To make films or videos, the adult industry needed the same infrastructure as Hollywood, and there was plenty of it available.
"Even when Hollywood was at its peak, there was an enormous amount of underutilized infrastructure," Douglas said.
Unionized grips, electricians and camera operators, who normally made their living working on big-budget Hollywood movies, picked up extra cash moonlighting on the non-union porn productions.
"We used the same facilities, the same people, the same everything," recalled Raymond Pistol, of Las Vegas-based Arrow Video, who got his start in the adult industry in Hollywood in the 1970s. "That's why we never went to Branson, Mo., or some place like that. We needed everything Hollywood had."
"There was an enormous amount of crossover, as there is now," Epstein said. "My crews were often mainstream crews, and it usually worked to everybody's advantage."
But there was another, sadder reality that drew the industry to the Valley, some say.
"The Valley was where everybody went who didn't make it in Hollywood," said one industry insider who requested anonymity. "If you were an actress and you weren't cutting it in Hollywood, you went to the Valley. That's where you lived. That's where you worked. And the industry — I don't want to use the word 'exploit,' but that's what it was — the industry exploited that."
California Here They Come
"California is where people come to be stars," Margold said. "My line was, 'I'll start you off as hamburger, and I'll work you up to filet mignon.'"
World Modeling's South denies that the industry preyed on hungry, failed actresses.
"You always had a very, very small amount of failed movie stars," he said. "Most of the girls had never worked in movies; they just saw our ads [in newspapers] for figure models and it piqued their curiosity.
"We used to get 30 or 40 girls a week," South added.
In the late 1970s and early '80s, World Modeling ran ads in most of the local newspapers, including the Daily News and the Santa Monica Evening Outlook. The Internet thinned the talent pool, South said.
"Now, we get maybe 10 or 15 [girls] a week," South said.
The first porn films produced in the Valley were shot in Van Nuys and Reseda, just over the hill from Beverly Hills. But as the Valley's population increased and the industry grew, adult film companies were forced to move farther from Hollywood and Beverly Hills. And while dozens of companies are scattered across the Valley, most of the biggest settled in Chatsworth.
"We were looking for the maximum amount of space for the minimum amount of money," Margold said. "I've always said, if we could figure out how to use an eradicative field, we would. Who knows, we may invade Simi Valley next."

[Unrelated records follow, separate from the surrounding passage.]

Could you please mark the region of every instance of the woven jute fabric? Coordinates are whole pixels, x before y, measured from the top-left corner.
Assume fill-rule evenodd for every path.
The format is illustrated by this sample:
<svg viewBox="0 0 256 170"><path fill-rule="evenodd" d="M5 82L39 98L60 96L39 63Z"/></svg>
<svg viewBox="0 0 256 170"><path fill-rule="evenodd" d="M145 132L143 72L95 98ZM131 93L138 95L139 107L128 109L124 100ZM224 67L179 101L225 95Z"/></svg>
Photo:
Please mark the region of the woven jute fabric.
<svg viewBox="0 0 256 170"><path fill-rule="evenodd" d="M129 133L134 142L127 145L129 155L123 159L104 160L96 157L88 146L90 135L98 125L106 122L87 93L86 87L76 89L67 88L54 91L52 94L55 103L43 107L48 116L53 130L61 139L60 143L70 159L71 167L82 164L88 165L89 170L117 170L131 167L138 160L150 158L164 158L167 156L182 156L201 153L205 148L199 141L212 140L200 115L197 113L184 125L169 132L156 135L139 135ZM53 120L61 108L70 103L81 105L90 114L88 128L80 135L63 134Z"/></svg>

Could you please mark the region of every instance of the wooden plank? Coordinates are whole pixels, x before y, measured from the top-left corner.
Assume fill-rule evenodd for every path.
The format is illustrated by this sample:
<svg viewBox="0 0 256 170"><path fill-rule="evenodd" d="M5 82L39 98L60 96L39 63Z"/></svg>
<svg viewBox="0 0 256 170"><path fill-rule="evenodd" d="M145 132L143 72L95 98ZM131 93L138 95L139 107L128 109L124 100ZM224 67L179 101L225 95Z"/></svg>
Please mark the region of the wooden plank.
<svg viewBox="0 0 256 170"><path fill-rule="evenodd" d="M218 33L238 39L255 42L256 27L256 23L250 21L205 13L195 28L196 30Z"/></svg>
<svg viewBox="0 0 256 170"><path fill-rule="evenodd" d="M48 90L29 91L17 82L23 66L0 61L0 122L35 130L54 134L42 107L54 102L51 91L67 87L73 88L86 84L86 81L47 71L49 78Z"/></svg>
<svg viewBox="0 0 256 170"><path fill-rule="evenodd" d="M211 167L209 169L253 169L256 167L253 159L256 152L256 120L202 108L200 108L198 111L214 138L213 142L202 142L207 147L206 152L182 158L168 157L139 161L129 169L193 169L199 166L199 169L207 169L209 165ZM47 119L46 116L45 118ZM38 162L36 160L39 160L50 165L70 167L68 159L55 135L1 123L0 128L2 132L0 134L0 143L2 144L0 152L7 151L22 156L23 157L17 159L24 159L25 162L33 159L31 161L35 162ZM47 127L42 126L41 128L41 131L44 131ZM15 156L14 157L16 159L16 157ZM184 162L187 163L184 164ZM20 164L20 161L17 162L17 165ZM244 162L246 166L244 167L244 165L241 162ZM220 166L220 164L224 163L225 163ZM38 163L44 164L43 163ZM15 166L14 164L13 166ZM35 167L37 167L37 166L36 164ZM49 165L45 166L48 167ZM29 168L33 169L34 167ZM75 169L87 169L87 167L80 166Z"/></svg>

At the time, Valley residents were known to be white Republicans. Those who didn't work in the movie industry, worked in Southern California's huge aerospace industry. But adult industry pioneers said they never clashed with their neighbors.
"We used the same argument on them that we make to our legislators in Sacramento now," Epstein said. "Dollars and cents."
Douglas added that the industry's rootless past makes it very agile.
"One of the things that is striking about the adult industry, then and now, is that although it is a significant fraction of the entertainment industry in the United States — it's the size of the recording industry — it's a bunch of small businesses," he said. "I don't think there are more than one or two $200 million players. When they went to the Valley, relocating involved next to nothing. The adult industry really has no center."
Many industry insiders believe the industry is undergoing another major shift, and some wonder how much longer they will need massive warehouses to store product and production equipment. Digitized content requires a fraction of the space of videotapes.
Sex toy manufacturers, one of the most space-demanding parts of the business, already have started to look for much cheaper facilities outside of the Valley.
California Exotic Novelties, one of the biggest sex toy manufactures, is now located in the Inland Empire, California's fastest-growing region. Arrow Video's business now is centered on transferring content from VHS format to DVD. Pistol, Arrow's owner, moved the company to Las Vegas, another fast-growing region, because he no longer needed the legal protections California law provides porn producers.
"The dynamics will change," Epstein predicted. "We'll have fiber optics, we'll take up less space and the business will evolve."